Feliz Ano Novo

Luiz A G Cancello

– Cara, já é 2020!
O que eu poderia dizer? Algo tipo “É mesmo!”, ou “Pôxa, como o tempo passa!”, mas não é do meu feitio. Tento ser educado:
– Veja você!
Pensando bem, não diferiu muito das outras alternativas, mas foi o que me ocorreu. Ele prossegue:
– Parece que o tempo passa cada vez mais depressa.
Não seria elegante fazer um discurso sobre a subjetividade da afirmação, falar do tempo newtoniano e do tempo psíquico, esclarecer que, com a idade, tendemos a perceber que o fluxo das coisas se torna mais rápido, não, preciso aprender a conversar normalmente:
– É, compadre, estamos numa época vertiginosa.

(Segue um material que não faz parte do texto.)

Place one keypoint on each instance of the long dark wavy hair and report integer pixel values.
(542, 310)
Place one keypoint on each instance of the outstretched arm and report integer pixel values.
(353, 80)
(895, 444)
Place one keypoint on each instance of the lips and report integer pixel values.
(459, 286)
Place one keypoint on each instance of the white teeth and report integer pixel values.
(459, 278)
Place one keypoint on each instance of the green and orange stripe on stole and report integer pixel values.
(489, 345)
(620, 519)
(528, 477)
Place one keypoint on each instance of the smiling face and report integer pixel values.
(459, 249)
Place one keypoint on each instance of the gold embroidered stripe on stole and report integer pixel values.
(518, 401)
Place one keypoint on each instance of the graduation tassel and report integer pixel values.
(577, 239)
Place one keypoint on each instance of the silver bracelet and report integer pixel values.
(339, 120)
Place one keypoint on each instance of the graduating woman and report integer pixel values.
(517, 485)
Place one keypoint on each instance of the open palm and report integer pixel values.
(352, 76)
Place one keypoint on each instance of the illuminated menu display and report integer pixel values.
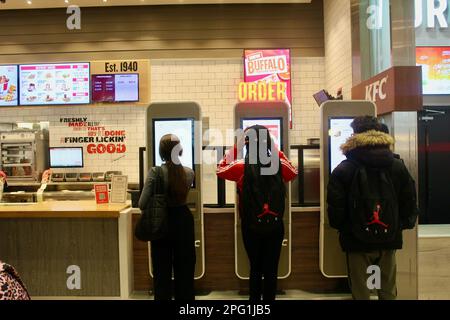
(435, 62)
(8, 85)
(54, 84)
(103, 88)
(115, 87)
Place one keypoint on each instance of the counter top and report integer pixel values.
(62, 209)
(434, 231)
(231, 210)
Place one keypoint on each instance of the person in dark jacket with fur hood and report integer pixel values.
(371, 148)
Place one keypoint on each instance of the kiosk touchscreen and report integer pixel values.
(183, 129)
(182, 119)
(63, 157)
(336, 117)
(340, 130)
(275, 117)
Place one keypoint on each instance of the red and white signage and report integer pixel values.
(271, 67)
(54, 84)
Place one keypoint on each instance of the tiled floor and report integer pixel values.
(234, 295)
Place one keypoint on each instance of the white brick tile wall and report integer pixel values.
(338, 46)
(210, 83)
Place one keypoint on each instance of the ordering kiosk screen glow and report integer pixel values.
(183, 129)
(274, 125)
(339, 131)
(66, 157)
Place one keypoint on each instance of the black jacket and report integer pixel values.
(371, 149)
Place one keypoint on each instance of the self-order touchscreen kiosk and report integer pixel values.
(275, 117)
(336, 117)
(184, 120)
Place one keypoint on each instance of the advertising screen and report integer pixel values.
(339, 131)
(435, 62)
(115, 88)
(183, 129)
(62, 157)
(8, 86)
(54, 84)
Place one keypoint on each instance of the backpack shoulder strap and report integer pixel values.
(160, 184)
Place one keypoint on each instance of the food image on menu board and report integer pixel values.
(8, 86)
(62, 83)
(435, 63)
(115, 88)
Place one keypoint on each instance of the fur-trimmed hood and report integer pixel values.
(371, 148)
(370, 138)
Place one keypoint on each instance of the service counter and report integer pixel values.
(220, 274)
(69, 248)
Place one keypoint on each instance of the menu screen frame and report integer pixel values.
(114, 75)
(62, 149)
(17, 86)
(156, 141)
(55, 104)
(331, 145)
(425, 77)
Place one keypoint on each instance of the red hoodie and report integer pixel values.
(233, 170)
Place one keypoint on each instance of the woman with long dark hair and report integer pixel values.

Esse “vertiginosa” poderia ser evitado, não é uma palavra que se use em mesa de bar, mas saiu sem querer. Meu interlocutor não dá trégua:
– Meu chapa, até outro dia minha filha era uma criança, de repente ela tá um mulherão!

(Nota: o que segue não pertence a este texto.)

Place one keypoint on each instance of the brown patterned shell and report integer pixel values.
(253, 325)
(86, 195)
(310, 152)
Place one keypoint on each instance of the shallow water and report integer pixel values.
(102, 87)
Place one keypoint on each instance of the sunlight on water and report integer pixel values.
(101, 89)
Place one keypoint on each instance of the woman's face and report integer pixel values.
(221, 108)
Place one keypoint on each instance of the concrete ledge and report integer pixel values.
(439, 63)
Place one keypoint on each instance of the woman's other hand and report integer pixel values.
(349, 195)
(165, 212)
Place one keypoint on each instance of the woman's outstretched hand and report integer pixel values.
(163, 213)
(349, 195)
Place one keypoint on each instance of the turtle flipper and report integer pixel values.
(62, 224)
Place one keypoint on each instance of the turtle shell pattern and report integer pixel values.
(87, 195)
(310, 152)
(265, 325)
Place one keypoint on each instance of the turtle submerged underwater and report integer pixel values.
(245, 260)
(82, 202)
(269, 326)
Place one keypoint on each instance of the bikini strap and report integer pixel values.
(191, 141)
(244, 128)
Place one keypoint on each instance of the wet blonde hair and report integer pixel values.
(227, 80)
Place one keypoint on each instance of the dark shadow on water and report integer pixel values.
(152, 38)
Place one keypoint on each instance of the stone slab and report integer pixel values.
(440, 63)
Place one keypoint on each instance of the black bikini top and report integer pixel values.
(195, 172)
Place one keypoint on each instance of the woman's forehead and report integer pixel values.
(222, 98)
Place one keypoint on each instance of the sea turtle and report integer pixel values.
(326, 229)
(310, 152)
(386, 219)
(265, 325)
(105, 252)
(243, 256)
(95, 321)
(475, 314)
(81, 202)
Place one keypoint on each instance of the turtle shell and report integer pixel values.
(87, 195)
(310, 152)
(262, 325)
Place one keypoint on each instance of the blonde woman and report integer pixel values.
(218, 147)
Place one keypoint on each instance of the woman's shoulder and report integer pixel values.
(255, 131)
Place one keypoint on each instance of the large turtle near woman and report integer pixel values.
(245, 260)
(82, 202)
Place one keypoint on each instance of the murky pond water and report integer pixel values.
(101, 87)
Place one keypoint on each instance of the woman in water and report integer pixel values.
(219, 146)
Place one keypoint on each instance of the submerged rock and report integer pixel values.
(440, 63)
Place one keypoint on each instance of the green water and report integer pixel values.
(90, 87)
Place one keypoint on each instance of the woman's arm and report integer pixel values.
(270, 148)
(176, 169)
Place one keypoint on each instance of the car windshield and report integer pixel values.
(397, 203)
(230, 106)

Isso era uma verdade insofismável. Denise estava maravilhosa. Precisei conter qualquer empolgação que pudesse escapar junto com as palavras. Não tinha como negar, tavez pudesse esclarecer que a menina não se desenvolveu, digamos, de uma hora para outra, os hormônios têm seu ritmo, é melhor parar com essas considerações, não é o caso:
– É, os filhos crescem.
Meu amigo balançou a cabeça, mantendo o copo de cerveja a meio caminho entre a mesa e a boca, como se constatasse o fluxo inevitável dos acontecimentos. Sem que eu esperasse, mudou o tom. Disse:
– Entra ano, sai ano, a vida é sempre a mesma merda.

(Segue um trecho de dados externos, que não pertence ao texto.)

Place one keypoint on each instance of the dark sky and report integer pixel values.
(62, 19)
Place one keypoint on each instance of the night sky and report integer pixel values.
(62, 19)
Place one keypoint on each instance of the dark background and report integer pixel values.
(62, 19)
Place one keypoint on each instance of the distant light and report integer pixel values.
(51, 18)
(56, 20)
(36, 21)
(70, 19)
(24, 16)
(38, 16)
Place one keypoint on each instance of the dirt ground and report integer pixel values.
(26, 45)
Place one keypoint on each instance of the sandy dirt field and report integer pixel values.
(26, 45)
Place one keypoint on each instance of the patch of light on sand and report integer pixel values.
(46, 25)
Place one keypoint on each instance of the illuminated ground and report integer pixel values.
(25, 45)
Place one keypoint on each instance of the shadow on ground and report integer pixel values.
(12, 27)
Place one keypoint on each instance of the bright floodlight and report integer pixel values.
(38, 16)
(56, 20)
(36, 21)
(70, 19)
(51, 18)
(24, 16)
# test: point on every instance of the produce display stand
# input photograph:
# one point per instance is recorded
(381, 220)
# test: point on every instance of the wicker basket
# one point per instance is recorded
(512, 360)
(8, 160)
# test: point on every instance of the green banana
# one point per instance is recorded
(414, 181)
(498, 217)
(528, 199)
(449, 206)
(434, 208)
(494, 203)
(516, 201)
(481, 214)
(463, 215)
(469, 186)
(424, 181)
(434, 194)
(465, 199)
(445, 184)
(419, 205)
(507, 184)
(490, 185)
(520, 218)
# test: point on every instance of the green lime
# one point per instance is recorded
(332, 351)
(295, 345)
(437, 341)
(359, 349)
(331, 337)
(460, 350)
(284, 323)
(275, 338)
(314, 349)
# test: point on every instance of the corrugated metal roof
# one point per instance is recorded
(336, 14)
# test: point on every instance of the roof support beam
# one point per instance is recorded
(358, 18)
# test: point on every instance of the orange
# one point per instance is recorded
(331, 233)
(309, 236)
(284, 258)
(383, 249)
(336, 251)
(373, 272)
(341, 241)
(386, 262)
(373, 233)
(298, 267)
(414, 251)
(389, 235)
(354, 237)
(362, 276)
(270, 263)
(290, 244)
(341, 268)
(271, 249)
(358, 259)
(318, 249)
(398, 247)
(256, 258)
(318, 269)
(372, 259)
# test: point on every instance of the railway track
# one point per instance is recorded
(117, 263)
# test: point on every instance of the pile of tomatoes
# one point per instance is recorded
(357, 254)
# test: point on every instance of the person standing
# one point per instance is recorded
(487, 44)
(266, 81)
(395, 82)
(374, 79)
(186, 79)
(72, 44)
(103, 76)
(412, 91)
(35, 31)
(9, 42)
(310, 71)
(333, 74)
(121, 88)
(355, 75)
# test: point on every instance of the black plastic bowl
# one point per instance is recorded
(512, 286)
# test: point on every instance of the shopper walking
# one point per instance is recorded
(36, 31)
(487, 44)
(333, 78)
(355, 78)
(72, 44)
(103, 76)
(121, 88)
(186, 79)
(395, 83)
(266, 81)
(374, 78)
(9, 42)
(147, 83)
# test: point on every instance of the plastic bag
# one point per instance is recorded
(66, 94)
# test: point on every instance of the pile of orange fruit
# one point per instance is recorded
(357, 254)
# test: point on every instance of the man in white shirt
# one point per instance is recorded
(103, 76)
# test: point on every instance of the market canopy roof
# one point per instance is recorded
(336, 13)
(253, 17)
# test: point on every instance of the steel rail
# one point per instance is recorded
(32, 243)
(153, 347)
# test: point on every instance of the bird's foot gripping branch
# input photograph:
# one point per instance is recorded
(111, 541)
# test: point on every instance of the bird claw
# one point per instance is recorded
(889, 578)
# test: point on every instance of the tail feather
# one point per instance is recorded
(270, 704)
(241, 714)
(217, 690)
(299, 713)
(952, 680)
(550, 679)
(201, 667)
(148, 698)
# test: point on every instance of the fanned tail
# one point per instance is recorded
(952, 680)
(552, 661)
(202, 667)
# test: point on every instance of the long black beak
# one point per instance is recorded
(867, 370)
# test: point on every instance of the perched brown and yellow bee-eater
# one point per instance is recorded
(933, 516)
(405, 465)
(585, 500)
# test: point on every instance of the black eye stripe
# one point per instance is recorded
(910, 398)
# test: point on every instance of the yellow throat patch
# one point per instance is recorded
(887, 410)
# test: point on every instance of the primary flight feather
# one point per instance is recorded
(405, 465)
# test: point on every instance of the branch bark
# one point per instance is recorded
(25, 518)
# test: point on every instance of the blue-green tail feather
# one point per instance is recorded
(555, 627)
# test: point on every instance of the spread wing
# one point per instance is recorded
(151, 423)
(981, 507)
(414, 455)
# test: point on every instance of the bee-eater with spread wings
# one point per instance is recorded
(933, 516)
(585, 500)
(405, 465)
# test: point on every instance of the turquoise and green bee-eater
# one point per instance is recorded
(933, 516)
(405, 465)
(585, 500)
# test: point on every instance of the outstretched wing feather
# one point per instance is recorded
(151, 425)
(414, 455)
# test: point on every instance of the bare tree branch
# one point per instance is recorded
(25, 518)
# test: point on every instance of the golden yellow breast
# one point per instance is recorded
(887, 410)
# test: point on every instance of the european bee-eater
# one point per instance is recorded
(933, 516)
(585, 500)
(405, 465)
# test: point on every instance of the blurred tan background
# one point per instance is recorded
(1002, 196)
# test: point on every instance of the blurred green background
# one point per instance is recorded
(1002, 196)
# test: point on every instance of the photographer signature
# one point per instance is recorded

Não endosso esse discurso, as coisas são variadas, acho que nem ele concorda com o que disse, cerveja em véspera de passagem de ano pode induzir à depressão. Por outro lado, eu não queria desqualificar uma declaração tão grave. Tentei ser delicado:
– Também não é assim.
Ele me fitou sério, mas com o olhar terno:
– Ainda bem que existem os amigos.
Pegou-me de surpresa. Tentei refletir sobre a missão salvífica da amizade, mas a emoção foi mais forte. Como disfarçar a quase emergência das lágrimas? Desviei os olhos, procurei a televisão que matraqueava na parede, pisquei, mantive a compostura. Fiquei me perguntando por que não me deixava desmontar, rodear a mesa e abraçar meu amigo, festejar corpo a corpo a ocasião? Mas a educação tradicional de macho se sobrepôs. Sem me levantar da cadeira, ergui o copo e propus o brinde:
– À amizade!
Encostamos vidro com vidro, tomamos os goles convencionais, ainda ouvi:
– É isso aí.
Dei uma olhada nas mesas em volta. Só então percebi o alarido, todos festejavam a proximidade da data. A teoria da ciclicidade do tempo encarnada no bar. Escapando assustado das divagações sociológicas, respondi:
– É isso aí.
Pedimos a conta. Levantamos. Enfim, o abraço apertado. Lembranças à família, sempre me lembro da sua mãe, velhinha porreta. Pena que não esteja mais conosco. Ela está melhor que nós. Quem sabe? Você acredita em outras vidas? Pra mim já basta essa. É, cada um com sua ideia.
– Feliz Ano Novo. Você é um grande cara.
– Você também. Tenha um grande 2020.
Voltei para casa andando. Estava meio trôpego, mas tinha bebido pouco.